Two thirds of the six million Jews murdered by the Nazis were done in full view of local populations. Mass murder, publicity of the crime, existence of numerous witnesses, determination to be forgotten: these are the conditions for the birth of the “ ravine literature »
This book invites us to reconsider the geography and forms of the Shoah, even if this is not its main point. Specialists in Russian literature, Annie Epelboin and Assia Kovriguina are primarily interested in memory and its literary crystallizations. But the events to which this memory refers constitute a particular historical background, poorly known to those whom they call, not without irony, the “ Uninformed Westerners “.

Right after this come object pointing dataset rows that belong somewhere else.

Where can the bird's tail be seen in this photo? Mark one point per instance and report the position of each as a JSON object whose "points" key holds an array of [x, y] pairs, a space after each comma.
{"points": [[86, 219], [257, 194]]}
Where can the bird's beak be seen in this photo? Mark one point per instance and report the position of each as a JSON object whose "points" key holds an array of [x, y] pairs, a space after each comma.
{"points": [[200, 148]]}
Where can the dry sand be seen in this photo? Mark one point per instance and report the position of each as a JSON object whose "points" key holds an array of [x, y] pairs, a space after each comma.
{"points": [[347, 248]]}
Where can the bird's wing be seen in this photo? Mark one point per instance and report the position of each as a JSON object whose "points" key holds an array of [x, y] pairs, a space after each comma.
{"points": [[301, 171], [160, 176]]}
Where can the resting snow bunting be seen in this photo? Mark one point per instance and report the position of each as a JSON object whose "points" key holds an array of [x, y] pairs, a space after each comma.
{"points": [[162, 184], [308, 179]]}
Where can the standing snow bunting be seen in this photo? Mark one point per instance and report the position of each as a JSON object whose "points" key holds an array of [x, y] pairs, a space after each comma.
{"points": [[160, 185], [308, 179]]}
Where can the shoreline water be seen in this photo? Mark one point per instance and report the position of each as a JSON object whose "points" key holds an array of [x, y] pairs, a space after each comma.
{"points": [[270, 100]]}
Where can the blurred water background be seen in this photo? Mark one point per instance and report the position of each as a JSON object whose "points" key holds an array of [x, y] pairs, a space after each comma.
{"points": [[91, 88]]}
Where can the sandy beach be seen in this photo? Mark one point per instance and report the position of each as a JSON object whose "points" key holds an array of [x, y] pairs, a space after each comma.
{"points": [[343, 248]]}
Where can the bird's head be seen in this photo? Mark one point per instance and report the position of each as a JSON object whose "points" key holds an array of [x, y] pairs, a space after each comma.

They recall that more than two thirds of the six million Jews murdered by the Nazis and their proxies were murdered, in full view of the local populations, on Polish, Belarusian, Ukrainian or Russian territories, which the army occupied. German. That almost half of these victims were executed on the spot, by shootings or in gas trucks, the others in the killing centers of the“ Action Reinhardt “, if not by hunger, exhaustion and disease in the ghettos. This geography of murder in some way limits the centrality of Auschwitz-Birkenau which, over the decades, became the place of “ global memory » of the Shoah. They put the hidden nature of the crime into perspective and even question us about the identity of the victims we remember today, seventy years later.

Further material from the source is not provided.